Oshman’s Sporting Goods
- Type: Private
- Industry: Retail
- Founded: 1919; 107 years ago (as Oshman’s Dry Goods); 1933; 93 years ago (as Oshman’s Sporting Goods);
- Defunct: 2005; 21 years ago
- Fate: Acquired by Gart Sports
- Headquarters: Houston, Texas
- Area served: United States
- Key people: J. S. “Jake” Oshman (founder)
- Products: Apparel, sports equipment, footwear, exercise equipment
- Parent: Gart Sports (2001-2005)
- Website: Oshman's Sporting Goods (Archive)

= Oshman's Sporting Goods =

American retailer (1919–2005)

Oshman's Sporting Goods Inc. was a sporting goods retailer in the United States. Their headquarters were in East End, Houston, Texas. It operated traditional sporting goods stores and Oshman's Supersports USA megastores.

==History==

=== Early years (1919–1945) ===
In 1919, J.S. "Jake" Oshman, an immigrant from Latvia, opened a store, Oshman's Dry Goods, in Richmond, Texas. In 1931 he moved to Houston by buying the stock of the bankrupt army-surplus store Crawford-Austin and liquidated its inventory. He discovered in the process that sporting goods, especially fishing and hunting supplies, sold well.

In 1933, he opened the first Oshman Outdoor Store, in downtown Houston at Capitol and Fannin.

=== Expansion and public offering (1946–1979) ===
Founded as a proprietorship, Oshman's business was incorporated as Oshman's Sporting Goods 15 years later, in 1946, as the country emerged from World War II. As business increased, the store moved to a larger location at 902 Main in Downtown Houston. Oshman's opened locations in suburban shopping centers in Greater Houston, and then, in Bay City, Beaumont, Corpus Christi, and Pasadena.

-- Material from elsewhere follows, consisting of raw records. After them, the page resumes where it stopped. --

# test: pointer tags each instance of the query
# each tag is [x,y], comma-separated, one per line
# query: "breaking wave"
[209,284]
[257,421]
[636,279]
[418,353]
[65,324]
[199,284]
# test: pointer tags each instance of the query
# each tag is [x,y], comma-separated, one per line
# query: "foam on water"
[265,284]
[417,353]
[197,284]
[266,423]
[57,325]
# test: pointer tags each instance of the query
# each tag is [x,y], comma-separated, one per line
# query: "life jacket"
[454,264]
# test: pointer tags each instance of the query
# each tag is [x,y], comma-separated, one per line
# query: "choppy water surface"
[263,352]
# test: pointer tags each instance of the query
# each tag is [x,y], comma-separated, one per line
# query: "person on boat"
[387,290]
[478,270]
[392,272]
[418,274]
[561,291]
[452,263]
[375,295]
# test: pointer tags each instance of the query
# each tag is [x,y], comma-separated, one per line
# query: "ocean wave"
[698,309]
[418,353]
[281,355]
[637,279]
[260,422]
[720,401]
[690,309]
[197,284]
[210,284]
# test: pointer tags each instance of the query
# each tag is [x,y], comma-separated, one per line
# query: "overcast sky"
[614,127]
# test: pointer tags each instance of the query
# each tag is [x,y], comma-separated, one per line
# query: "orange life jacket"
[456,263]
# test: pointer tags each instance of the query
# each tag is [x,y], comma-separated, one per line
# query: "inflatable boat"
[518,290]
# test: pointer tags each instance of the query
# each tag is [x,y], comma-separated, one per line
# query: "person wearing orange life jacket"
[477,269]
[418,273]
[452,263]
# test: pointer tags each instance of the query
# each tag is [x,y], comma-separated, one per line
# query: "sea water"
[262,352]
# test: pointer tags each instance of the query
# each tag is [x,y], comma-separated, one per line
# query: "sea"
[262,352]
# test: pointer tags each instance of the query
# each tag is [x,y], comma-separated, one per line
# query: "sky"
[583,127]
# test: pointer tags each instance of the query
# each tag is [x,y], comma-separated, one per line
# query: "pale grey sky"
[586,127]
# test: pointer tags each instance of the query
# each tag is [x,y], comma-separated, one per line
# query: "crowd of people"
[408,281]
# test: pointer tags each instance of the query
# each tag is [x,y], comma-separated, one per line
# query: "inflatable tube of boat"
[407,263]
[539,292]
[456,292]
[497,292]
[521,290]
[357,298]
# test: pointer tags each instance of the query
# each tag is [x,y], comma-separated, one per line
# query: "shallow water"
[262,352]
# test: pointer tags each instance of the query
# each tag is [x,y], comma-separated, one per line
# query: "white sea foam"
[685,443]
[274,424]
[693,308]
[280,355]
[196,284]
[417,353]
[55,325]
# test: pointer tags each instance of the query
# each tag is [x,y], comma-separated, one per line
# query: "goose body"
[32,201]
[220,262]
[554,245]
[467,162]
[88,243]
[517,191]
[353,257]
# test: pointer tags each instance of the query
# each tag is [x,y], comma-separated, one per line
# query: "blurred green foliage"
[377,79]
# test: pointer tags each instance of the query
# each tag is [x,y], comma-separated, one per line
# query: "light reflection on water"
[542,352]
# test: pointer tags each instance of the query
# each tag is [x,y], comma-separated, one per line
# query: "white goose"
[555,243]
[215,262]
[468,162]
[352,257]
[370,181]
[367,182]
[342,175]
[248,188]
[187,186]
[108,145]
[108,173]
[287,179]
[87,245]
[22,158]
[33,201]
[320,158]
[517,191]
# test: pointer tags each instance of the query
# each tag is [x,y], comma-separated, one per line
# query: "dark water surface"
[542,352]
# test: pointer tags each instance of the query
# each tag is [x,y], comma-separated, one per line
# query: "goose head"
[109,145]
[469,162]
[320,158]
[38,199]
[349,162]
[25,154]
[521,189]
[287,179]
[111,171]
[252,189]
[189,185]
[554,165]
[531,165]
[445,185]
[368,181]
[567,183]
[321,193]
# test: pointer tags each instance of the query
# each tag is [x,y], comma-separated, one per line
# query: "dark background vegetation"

Oshman died in 1965. By that year Oshman's was Texas's largest sporting goods chain, and it was the largest sporting goods chain in the southwestern United States. At that time the company had ten sporting goods stores and two wholesale firms located in the Gulf Coast region.

In the 1970s, Oshman's was expanding in the Los Angeles area.

=== Acquisitions and growth (1980–current) ===
In 1978, Oshman's purchased the rights to the trade name of Abercrombie and Fitch from First National Bank of Chicago for $1.5 million ($5.2 million in 2013 dollars). At the time, Abercrombie and Fitch had filed bankruptcy and was a brand that sold fishing and hunting gear. Oshman's made plans to use the Abercrombie and Fitch name to create a mail-order business.

As of October 31, 1987 the company operated 185 traditional stores, one Super Sports USA store, and 27 Abercrombie and Fitch stores. Around December 25 that year it stopped its proposed $50 million sale (of which $20 million could be in banknotes) of the stores to an investor group in New Jersey. In 1988, Abercrombie was acquired by Limited Brands.

In 1993, the company stated that it planned to close 33 stores.

In 2001, Gart Sports Company announced that it would buy Oshman's for a combination of cash and stock valued around $82 million (~$ in ). In June of that year it merged into GSC Acquisition Corp., a wholly owned subsidiary of Gart. Many of Oshman's stores became Sports Authority stores; they have since closed after filing for bankruptcy in 2016.

==Corporate affairs==
In 1991, the company stated that it would consolidate the offices of its California and Texas divisions into its headquarters in Houston. The company said that the competitive conditions of the retailing industry and the slowing economy prompted its move.